Why it matters. It is a concrete case of professional licensing colliding with a tightening job market — a dynamic playing out in many countries where credentials outpace available entry-level positions.
Background. In South Korea, passing the notoriously competitive CPA exam confers only provisional status; a one-year apprenticeship at an approved institution is legally required before one can register and practice. The Financial Services Commission is the top financial policymaker, while the Korean Institute of Certified Public Accountants is the mandatory professional association that helps administer training. With elite firms unable or unwilling to absorb every successful candidate, a queue of fully qualified but unplaced accountants has built up.
What to watch next. Watch whether the FSC's advance notice this first half of the year and the KICPA's year-end rule changes actually shrink the backlog of unassigned accountants.
The problem in brief
South Korea’s financial regulator, the Financial Services Commission (FSC), announced on May 31 a package of measures to help people who pass the national Certified Public Accountant (CPA) exam but cannot find a workplace willing to host their mandatory practical training. The plan, finalized on May 29 after review by the FSC’s CPA Qualification and Disciplinary Committee, widens the pool of approved training institutions and the departments where trainees may serve.

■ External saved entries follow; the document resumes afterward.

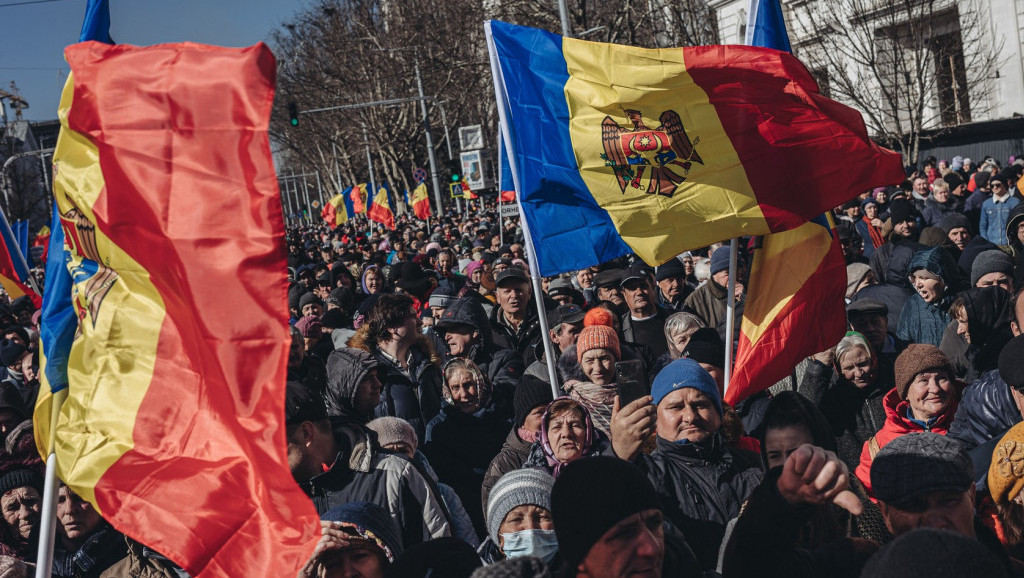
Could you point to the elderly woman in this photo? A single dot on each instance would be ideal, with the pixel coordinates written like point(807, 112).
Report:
point(519, 520)
point(466, 435)
point(566, 435)
point(849, 395)
point(358, 539)
point(597, 352)
point(20, 502)
point(925, 399)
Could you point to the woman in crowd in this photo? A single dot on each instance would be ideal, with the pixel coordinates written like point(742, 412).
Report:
point(925, 399)
point(566, 435)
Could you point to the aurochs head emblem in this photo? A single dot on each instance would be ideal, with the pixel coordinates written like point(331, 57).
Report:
point(654, 161)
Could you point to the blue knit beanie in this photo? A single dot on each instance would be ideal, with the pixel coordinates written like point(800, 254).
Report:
point(685, 373)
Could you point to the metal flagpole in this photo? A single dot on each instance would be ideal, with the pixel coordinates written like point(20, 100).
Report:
point(730, 311)
point(535, 272)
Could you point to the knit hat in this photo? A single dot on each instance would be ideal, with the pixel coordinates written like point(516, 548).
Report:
point(915, 464)
point(685, 373)
point(10, 352)
point(918, 358)
point(590, 497)
point(1006, 472)
point(370, 522)
point(937, 553)
point(448, 558)
point(720, 259)
point(309, 326)
point(20, 478)
point(597, 337)
point(517, 488)
point(954, 220)
point(1011, 368)
point(992, 260)
point(706, 346)
point(393, 430)
point(530, 393)
point(855, 273)
point(309, 298)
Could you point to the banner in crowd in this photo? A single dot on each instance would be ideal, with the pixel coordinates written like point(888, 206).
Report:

Under South Korea’s Certified Public Accountant Act, passing the exam is not enough to register and practice as a CPA. Candidates must first complete at least one year of supervised practical training. In recent years, however, the criteria for designating eligible training institutions have gone largely unchanged even as the accounting field shifts — for example, with the spread of artificial intelligence. The result is a growing backlog of so-called “unassigned accountants”: qualified exam-passers who cannot secure a training placement and therefore cannot begin their careers.
What the FSC is changing
The reform expands the list of approved host institutions. Until now, training was limited mainly to accounting firms, audit teams, the Korean Institute of Certified Public Accountants (KICPA, the national professional body), and the Financial Supervisory Service (the country’s integrated financial watchdog). The FSC will add organizations that candidates favor — including the National Assembly, the courts, and the National Pension Service — along with bodies recommended by the KICPA.
The range of eligible departments is also broadening. Training has traditionally been confined to units that prepare financial statements. Going forward, trainees will be able to serve in other departments as well, provided a supervising CPA who manages the training process signs off and the KICPA president approves the placement.
Clearing the backlog
To address those already waiting, the FSC has set up a placement system that prioritizes candidates who have gone the longest without an assignment. In principle, eligibility is limited to people who have been unable to complete practical training for two or more years after passing the exam.
The plan also offers institutions an incentive to take trainees on. When an accounting firm actually hires someone from its assigned pool, the FSC will partially reduce that firm’s “designation exclusion points” — penalty points that count against a firm in the process by which regulators assign companies their statutory auditors. Fewer penalty points means a better standing when audit work is allocated.
Timeline
The FSC plans to issue advance notice of the revised rules on designating CPA training institutions during the first half of this year. The KICPA will draft its own revisions to the training regulations and, after FSC approval, aims to put them into effect before the end of the year.